# Ferry



## spanish_nomad (Sep 12, 2016)

Hi

We want to travel either Portsmouth Santander or Portsmouth Bilbao on Brittany Ferries on Baie De Sienene in autumn next year and a have pet friendly cabing for our dog.

We can not find one available for autumn 2019.

How soon each year do Brittany Ferries release cabins for sale?

Many thanks


----------



## Simon22 (May 22, 2015)

spanish_nomad said:


> Hi
> 
> We want to travel either Portsmouth Santander or Portsmouth Bilbao on Brittany Ferries on Baie De Sienene in autumn next year and a have pet friendly cabing for our dog.
> 
> ...


They are likely sold out, there are not many and they are in high demand. Contact them to confirm but you may find yourself driving to the tunnel instead.


----------



## emlyn (Oct 26, 2012)

If you contact Brittany ferries they will notify you of release dates,usually July/August for after November sailings,but you’ve got to be quick. I use the economie ferry service much better value.


----------



## emlyn (Oct 26, 2012)

If you can’t book a dog friendly cabin you could book an ordinary cabin and put the dog in the ferry kennel.


----------



## davexf (Jan 26, 2009)

emlyn said:


> If you can’t book a dog friendly cabin you could book an ordinary cabin and put the dog in the ferry kennel.


Hola 

Which is fine until you have a rough crossing. Having had a rough crossing, I wouldn't put a dog in the ferry kennels again. The stench that I found at two o'clock in the morning was unbelievable. 

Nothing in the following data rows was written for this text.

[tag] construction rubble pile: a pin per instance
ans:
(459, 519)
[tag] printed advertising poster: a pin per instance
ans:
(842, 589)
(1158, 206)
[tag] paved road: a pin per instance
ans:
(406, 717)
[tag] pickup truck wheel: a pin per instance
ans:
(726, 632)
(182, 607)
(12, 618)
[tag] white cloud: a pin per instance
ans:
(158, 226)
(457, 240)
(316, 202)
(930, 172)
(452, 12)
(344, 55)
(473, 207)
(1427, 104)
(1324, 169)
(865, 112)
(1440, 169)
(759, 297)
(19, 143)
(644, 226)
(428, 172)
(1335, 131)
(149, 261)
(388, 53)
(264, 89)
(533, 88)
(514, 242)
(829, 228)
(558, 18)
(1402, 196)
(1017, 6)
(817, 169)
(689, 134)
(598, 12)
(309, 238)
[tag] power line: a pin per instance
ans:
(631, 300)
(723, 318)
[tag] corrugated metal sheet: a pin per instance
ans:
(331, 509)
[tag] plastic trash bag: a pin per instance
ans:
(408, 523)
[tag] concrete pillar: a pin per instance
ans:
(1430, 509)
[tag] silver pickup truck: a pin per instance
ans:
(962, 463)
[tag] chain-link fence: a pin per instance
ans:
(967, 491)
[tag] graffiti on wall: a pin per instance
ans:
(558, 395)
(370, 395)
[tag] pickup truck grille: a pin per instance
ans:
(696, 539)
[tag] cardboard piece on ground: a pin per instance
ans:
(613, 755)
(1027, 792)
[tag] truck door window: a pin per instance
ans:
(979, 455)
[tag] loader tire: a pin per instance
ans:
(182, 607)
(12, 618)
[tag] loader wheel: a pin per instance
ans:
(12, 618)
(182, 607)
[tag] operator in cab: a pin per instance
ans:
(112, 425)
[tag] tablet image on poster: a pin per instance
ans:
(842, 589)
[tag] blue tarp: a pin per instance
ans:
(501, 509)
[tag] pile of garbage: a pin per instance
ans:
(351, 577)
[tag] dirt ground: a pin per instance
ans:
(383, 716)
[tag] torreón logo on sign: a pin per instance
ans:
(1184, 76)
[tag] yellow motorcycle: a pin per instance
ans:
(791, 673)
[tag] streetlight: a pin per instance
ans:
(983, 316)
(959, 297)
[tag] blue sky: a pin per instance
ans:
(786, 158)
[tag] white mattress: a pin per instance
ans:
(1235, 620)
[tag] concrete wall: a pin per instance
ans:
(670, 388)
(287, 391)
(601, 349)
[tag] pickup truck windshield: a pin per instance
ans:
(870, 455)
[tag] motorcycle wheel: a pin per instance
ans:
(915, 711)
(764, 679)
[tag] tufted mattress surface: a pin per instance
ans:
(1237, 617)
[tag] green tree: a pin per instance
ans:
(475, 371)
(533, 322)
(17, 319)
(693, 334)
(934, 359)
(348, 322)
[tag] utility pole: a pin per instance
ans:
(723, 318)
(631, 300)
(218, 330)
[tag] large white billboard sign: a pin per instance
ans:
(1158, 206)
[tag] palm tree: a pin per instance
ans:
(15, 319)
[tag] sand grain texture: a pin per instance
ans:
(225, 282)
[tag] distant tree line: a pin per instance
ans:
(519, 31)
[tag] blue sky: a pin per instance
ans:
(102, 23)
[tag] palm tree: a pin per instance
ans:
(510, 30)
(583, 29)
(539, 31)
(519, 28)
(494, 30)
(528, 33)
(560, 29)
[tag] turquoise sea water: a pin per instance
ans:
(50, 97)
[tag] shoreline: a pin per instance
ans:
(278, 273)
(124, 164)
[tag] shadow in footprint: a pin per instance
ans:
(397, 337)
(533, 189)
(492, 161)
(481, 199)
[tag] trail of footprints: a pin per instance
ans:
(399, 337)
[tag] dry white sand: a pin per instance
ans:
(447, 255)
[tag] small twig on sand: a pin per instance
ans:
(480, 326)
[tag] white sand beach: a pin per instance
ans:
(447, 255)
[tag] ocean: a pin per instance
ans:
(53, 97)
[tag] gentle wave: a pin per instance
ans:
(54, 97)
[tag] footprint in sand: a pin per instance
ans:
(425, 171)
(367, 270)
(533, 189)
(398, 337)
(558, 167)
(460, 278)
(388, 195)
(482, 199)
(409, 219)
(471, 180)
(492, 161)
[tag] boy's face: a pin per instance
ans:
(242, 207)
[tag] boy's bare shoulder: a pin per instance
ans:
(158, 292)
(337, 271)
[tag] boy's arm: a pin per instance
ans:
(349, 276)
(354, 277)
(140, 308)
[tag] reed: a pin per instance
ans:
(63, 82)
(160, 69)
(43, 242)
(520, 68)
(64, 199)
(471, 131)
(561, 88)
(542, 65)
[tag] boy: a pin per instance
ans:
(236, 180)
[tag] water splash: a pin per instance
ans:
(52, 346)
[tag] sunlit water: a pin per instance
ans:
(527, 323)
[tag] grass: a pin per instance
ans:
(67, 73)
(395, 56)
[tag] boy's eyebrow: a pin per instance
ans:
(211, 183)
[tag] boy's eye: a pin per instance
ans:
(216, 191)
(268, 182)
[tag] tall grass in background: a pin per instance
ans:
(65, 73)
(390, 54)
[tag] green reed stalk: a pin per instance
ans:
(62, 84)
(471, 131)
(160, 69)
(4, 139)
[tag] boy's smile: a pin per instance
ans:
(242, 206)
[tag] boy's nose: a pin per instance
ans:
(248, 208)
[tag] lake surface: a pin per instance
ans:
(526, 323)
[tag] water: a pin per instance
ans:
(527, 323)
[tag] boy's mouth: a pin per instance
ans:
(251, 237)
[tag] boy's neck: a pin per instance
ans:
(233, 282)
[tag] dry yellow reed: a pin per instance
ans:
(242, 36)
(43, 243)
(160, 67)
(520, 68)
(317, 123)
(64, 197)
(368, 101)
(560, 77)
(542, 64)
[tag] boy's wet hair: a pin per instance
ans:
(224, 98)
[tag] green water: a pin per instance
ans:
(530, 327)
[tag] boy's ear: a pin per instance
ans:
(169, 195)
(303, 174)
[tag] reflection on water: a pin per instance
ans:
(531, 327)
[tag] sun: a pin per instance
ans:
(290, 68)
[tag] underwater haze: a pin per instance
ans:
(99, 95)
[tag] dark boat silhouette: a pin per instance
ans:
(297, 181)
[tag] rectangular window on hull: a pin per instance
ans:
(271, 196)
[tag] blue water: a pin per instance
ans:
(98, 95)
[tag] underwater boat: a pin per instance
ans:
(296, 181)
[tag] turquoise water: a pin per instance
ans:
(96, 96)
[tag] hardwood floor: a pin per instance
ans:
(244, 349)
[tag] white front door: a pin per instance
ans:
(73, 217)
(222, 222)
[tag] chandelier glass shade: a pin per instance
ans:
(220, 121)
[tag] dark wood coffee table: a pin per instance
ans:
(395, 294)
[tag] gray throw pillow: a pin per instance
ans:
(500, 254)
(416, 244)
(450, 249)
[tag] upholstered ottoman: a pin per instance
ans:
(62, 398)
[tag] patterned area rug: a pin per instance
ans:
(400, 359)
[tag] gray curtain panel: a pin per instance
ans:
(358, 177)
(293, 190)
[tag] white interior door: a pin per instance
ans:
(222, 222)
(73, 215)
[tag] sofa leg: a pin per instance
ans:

The tunnel is more driving but the expenses are similar and French toll roads are mainly empty making an easy drive 

Davexf


----------



## spanish_nomad (Sep 12, 2016)

Thanks everyone


----------



## Gazeebo (Jan 23, 2015)

I would never put my dog in one of their kennels again. When I was eventually allowed back in early morning, he was covered in his own poo. During the day, all and sundry with their children were allowed into the kennels to 'look at the doggies', which started them barking each time. I had to sit outside and ask people not to go in. Only put your dog in there if it is use to being locked in a strange crate in strange circumstances. Try to get a dog friendly cabin instead. However, we found that they are usually booked up and this year are going via the tunnel.


----------